Gruden's father, Jim, said Jay was the peacemaker among his older brothers Jim and Jon.

He said Jay grew up around sturdy coaches including Dan Devine at Notre Dame, Lee Corso at Indiana and John McKay at Tampa Bay, all coaching stops for Jim and training grounds for Jay.

"Football has always been important to him," Jim said. "He has always been good at it. He has been around it his whole life. Jay was always a little more laid back but very competitive and tough. Jon could get ticked off just by breathing hard. Jay was a tremendous kid. A great kid. I used to joke with Jon to not get mad at Jay because he's perfect. Of course, he's not perfect. But he is a good man in a good job who needs time. He has to get on the same page with all of the new coaches. Teams in the NFL follow the quarterback. He's got to get the kid (Griffin) to play well and we'll see what happens. It's all about winning. If Jay wins a lot of games he will be there. If Jay doesn't they will find someone else."

Washington owner Dan Synder is on his eighth head coach in 16 seasons.

Washington personnel executive and Super Bowl-winning quarterback Doug Williams thinks Gruden has a chance to stick.

"Last year was tough," Williams said. "Four-and-12 is tough.

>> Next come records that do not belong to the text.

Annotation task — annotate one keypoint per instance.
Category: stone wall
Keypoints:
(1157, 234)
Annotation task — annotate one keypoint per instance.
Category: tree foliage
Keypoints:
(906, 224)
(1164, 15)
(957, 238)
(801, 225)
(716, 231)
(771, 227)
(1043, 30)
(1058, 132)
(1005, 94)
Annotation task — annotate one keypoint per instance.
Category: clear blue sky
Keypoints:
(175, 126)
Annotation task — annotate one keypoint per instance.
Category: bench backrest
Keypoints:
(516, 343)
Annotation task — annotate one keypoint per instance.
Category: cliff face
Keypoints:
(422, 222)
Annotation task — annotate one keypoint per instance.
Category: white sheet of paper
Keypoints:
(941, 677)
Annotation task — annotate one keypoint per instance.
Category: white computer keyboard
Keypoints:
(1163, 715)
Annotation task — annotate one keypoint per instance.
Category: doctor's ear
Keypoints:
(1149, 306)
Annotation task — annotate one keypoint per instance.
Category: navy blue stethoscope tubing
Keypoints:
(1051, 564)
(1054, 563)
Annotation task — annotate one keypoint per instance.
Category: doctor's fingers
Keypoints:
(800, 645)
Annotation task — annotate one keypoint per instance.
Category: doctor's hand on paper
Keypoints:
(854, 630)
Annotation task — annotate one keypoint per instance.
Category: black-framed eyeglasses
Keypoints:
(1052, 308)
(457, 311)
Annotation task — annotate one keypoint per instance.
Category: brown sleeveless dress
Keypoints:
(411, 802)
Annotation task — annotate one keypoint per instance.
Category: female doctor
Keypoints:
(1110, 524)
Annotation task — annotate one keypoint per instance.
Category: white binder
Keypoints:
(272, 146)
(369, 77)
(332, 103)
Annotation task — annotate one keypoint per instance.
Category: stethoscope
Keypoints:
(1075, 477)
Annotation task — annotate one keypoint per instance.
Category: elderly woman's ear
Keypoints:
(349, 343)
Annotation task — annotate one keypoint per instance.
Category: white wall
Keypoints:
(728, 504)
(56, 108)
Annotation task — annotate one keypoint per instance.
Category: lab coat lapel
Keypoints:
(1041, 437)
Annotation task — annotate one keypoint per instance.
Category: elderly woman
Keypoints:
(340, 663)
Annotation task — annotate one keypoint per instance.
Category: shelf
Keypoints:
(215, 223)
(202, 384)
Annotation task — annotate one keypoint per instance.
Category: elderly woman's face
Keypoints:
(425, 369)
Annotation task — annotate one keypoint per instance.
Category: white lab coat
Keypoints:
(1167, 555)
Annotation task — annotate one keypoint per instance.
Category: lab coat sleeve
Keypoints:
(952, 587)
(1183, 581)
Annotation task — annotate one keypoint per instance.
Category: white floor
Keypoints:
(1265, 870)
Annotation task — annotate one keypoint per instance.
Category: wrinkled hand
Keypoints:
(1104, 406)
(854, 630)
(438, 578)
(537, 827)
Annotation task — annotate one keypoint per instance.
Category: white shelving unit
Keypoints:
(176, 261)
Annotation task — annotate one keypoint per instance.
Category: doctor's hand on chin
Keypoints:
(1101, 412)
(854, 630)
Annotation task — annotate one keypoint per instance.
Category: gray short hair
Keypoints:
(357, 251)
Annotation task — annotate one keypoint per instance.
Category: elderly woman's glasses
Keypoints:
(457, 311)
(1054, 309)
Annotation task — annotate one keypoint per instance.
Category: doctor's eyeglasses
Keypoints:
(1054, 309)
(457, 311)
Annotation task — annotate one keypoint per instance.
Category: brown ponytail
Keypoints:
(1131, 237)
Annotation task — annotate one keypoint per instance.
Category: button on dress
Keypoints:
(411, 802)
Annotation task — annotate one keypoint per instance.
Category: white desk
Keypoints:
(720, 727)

He has a lot more experience on his staff now. And maybe a little more talent, which he has, will help. Jay listens. He is not one of the guys driven solely by ego. I think he is building a hell of a trust down here with this team. He is all of the things we need."

"When you take a job like this in the NFL, there are reasons you are brought in," Gruden said. There usually is work to be done. Changes to be made. Football is such a business. In the Arena League you had to learn to handle adversity. Sometimes the hotel rooms when you traveled weren't actually booked. Sometimes your check might be a little late. Adversity. I worked with Jon in Tampa as an assistant while also working in the Arena League. We won the Super Bowl in Tampa. Then Jon got fired and the Arena League folded. I said, well, 'I guess I gotta go to work now.'"

He eventually found his way to the Bengals and to head coach Marvin Lewis. Lewis said Gruden came through the door planning to work with quarterback Carson Palmer and receiver Chad Johnson. But both were gone before Gruden's first play call.

"We got rid of those guys and he winds up working with a rookie quarterback in Andy Dalton," Lewis said. "He has to make it up from there. And he did. He is such a football junkie. He loves watching tape and building supporting video of how he wants to see his offense unfold. It is one of his many talents. He is always finding a way to improve, get better. He sees offense through the eyes of the quarterback. He does not want him under undue duress. Jay is a smart guy. So, there is a lot he puts on the quarterback.

"Jay wants his quarterback to see it like he sees it."

Gruden is absorbing the art of trust in leadership. The art of when to let the rope go and when to yank it.

That is his dance with Griffin and beyond.

"I have been fortunate to meet many fans and see many reactions and the great passion that surrounds this franchise," Gruden said. "Our football team wants to reward them. Not for myself, but for them. Last year I tried to manage everything. I didn't have as much patience.

"Now I've learned to delegate. I have coaches and people around me who can do some things and get some things accomplished that I don't' have to grind in every detail. I know I am still responsible for every decision, that they are all still a reflection of me. But I've learned that if you don't delegate and trust, you just can't do this job."